When we first heard about Aimée Baker and her book Doe, we were immediately invested. We approached Aimée to see if she would be interested in letting us produce this documentary and she agreed, after a bit of convincing. The project started out small, as a way of us trying our hand at filmmaking, but it has grown.  We don’t have a real finish date yet, but if COVID stops standing in our way, we are hoping to release it in the Fall of 2021.

What has been the biggest challenge so far with the production?

One of the biggest challenges so far is finishing up the B-roll and some specific footage needed because of COVID restrictions. We are also having a hard time getting some of the historical footage and photos we need from places local to the women in the film because so many historical societies and organizations are either closed or limited due to COVID

You are using crowdfunding platform to help fund ‘She’? Has this been successful?
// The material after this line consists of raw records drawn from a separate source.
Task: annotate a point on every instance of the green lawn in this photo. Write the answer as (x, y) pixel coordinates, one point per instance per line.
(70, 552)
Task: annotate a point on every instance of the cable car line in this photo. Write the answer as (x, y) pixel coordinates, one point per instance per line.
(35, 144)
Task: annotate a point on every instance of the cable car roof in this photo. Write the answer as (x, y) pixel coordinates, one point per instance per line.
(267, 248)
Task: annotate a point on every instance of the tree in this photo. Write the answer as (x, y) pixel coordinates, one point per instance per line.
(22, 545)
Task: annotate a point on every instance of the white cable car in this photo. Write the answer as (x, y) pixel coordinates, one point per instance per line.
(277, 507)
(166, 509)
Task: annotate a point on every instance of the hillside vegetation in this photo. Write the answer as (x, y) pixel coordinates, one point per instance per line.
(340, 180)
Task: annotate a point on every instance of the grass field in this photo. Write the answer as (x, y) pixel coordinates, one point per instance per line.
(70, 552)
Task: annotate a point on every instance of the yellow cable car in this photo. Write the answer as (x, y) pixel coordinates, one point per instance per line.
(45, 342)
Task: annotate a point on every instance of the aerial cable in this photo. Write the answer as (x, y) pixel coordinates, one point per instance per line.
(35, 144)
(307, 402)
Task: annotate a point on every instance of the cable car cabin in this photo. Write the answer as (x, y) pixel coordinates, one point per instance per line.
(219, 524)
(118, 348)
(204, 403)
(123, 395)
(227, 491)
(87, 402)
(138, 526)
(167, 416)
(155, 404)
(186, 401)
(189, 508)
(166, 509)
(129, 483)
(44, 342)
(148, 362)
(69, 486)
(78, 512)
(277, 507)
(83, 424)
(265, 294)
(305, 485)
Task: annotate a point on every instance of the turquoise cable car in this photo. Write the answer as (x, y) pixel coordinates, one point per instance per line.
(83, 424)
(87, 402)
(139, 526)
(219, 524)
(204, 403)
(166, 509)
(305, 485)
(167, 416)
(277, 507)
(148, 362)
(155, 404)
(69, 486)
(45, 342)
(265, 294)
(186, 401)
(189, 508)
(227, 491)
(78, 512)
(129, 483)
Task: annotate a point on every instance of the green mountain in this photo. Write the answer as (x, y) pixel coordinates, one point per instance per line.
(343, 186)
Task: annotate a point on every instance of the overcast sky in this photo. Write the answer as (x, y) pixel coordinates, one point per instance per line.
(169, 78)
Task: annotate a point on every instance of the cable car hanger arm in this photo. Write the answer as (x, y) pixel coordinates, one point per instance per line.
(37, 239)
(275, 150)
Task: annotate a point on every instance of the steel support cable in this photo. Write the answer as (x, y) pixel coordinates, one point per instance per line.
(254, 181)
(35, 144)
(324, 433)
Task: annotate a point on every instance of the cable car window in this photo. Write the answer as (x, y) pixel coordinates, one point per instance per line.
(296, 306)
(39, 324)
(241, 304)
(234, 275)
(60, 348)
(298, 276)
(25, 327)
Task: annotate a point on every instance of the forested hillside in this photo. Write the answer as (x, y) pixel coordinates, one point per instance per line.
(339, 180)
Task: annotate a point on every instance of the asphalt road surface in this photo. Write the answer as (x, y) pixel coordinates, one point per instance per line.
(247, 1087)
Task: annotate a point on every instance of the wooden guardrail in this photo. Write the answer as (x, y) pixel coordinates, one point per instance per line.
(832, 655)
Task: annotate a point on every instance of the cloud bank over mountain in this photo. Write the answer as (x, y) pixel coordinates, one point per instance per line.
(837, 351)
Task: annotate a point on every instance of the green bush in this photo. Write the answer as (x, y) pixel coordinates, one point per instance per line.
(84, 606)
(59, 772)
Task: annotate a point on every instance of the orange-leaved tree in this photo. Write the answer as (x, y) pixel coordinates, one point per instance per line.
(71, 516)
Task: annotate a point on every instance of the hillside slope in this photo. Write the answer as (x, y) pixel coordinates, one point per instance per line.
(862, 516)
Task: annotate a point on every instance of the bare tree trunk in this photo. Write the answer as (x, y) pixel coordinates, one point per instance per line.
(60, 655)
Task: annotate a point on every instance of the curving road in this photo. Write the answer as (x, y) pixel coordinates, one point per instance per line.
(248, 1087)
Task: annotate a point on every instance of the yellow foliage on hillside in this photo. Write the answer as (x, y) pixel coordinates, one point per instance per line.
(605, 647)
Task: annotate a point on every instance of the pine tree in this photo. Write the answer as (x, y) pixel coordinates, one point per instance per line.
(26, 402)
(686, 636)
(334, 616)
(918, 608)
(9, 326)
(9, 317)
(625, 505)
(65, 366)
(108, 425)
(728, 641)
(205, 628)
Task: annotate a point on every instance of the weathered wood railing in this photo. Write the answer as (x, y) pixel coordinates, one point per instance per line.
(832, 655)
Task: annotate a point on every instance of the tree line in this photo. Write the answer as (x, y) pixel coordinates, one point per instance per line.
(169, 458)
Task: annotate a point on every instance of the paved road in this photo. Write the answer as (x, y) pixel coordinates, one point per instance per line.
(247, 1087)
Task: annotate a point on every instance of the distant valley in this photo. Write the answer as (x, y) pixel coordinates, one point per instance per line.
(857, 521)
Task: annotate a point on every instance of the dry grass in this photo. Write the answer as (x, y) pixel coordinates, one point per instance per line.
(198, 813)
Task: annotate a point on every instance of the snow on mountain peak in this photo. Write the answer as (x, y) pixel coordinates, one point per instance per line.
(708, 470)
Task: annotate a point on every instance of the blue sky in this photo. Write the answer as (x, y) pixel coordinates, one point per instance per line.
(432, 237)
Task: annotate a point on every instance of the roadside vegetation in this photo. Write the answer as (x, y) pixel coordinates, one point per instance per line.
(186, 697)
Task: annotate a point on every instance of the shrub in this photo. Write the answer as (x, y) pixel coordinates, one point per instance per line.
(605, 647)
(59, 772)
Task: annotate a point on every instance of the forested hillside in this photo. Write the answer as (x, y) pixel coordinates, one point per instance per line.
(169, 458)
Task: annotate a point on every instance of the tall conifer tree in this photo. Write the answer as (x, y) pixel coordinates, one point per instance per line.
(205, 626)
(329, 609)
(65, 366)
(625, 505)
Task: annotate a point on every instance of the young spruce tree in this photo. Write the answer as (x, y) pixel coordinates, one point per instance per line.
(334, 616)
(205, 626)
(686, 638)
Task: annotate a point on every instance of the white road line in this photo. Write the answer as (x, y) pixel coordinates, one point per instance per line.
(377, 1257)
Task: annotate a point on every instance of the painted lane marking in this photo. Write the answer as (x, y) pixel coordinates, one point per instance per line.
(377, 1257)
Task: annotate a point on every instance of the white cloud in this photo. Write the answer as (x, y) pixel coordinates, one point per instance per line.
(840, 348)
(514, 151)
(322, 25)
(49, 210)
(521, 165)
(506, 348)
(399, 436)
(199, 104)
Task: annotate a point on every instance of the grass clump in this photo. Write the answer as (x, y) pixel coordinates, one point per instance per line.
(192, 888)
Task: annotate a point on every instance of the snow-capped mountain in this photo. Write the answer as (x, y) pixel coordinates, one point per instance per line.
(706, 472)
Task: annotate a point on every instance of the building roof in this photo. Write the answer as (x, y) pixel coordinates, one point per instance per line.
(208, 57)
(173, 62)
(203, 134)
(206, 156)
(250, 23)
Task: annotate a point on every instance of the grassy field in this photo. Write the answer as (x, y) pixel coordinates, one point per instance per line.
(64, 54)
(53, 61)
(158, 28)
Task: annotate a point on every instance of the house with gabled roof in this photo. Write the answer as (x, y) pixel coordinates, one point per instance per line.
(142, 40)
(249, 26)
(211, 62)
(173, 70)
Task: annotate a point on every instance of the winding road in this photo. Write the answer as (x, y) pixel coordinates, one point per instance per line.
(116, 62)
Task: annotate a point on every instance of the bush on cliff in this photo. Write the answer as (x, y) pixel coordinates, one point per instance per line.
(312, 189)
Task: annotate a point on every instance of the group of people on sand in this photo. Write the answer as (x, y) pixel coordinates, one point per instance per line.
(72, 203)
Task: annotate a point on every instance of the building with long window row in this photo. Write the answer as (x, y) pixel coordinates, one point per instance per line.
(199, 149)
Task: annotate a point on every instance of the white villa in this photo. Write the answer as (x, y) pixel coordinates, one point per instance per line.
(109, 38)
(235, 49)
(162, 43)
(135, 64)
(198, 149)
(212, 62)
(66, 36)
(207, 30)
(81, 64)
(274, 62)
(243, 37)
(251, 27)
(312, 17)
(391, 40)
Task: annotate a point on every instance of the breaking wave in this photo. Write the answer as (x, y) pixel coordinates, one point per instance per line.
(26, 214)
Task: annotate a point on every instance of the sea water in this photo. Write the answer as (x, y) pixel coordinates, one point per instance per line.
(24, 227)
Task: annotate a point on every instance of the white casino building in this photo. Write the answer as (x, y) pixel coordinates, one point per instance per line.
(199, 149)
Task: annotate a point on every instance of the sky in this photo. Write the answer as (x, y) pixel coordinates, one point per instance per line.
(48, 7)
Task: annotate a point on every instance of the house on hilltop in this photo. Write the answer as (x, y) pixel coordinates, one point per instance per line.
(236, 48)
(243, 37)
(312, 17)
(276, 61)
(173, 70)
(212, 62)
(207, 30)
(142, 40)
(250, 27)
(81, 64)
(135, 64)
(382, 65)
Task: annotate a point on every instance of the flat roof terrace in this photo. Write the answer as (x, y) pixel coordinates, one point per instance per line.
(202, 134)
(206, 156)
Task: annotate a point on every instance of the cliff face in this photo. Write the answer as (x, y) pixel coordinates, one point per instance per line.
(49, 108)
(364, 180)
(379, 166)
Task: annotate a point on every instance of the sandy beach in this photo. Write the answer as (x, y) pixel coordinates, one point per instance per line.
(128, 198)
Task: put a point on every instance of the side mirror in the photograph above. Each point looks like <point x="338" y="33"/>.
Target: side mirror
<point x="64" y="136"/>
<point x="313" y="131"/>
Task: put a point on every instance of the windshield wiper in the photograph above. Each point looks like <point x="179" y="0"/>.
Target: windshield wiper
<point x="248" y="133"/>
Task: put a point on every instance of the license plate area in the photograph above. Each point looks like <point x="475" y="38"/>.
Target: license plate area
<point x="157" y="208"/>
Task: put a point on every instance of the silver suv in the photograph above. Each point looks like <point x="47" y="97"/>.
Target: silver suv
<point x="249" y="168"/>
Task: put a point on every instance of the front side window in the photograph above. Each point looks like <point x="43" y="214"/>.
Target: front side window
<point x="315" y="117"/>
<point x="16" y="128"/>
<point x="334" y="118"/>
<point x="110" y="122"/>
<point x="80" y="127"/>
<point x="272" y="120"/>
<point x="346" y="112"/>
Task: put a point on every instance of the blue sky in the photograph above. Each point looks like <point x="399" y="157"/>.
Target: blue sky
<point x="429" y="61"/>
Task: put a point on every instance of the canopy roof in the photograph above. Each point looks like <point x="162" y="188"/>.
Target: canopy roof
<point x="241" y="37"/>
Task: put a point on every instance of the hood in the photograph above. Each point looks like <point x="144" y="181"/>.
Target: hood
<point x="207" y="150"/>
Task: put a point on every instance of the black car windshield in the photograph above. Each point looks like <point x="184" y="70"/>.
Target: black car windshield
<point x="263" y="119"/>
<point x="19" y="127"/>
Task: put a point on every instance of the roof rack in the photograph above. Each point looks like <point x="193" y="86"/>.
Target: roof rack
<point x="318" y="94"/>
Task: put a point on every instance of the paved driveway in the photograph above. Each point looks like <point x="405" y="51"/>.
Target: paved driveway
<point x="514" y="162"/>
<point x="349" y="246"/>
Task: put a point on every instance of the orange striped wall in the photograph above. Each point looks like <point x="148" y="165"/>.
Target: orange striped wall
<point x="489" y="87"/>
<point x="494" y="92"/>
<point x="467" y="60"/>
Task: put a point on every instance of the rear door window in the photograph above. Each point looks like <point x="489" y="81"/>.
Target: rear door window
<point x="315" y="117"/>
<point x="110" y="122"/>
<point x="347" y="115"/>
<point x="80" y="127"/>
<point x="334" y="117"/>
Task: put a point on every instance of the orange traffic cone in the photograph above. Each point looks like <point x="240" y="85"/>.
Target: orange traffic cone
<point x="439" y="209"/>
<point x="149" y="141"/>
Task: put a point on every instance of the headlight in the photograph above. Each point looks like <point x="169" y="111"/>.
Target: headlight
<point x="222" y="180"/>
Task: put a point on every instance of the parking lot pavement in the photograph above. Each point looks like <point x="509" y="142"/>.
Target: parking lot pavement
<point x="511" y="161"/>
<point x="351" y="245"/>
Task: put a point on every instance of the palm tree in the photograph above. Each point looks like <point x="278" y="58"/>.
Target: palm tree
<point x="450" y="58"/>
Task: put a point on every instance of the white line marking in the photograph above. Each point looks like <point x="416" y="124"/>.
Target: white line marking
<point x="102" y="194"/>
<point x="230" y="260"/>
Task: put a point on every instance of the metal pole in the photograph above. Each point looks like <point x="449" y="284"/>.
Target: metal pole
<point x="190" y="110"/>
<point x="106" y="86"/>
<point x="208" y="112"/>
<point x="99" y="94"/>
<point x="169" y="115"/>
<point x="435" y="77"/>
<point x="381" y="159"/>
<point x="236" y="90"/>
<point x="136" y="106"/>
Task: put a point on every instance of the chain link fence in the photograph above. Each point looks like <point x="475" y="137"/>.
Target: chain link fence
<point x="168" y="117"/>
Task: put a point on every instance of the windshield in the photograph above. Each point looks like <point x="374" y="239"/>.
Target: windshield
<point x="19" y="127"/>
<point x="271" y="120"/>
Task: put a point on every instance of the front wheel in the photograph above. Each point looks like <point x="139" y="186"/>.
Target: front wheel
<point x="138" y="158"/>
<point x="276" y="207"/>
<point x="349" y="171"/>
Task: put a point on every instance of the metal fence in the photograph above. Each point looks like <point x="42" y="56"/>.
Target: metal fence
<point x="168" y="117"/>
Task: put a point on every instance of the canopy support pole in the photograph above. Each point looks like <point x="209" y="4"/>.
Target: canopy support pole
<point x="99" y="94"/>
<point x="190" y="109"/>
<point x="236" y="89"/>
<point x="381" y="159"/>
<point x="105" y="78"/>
The crowdfunding so far has been successful on a very small scale, with people we know personally or people who know Aimée. They have been amazing, but we are having trouble getting it out there on a larger scale. To see the film get the treatment it deserves, more funding will be necessary.

Along the way, who has been the biggest influence on you both? Do you have any mentors?

We’ve worked with and known a lot of good people over the years, be it artists, friends, family, or people in business and we’ve had tremendous community support, but we can’t say that we have one big influencer or mentor. We draw our energy and inspiration from the many strong, smart people and diverse projects we see all around us.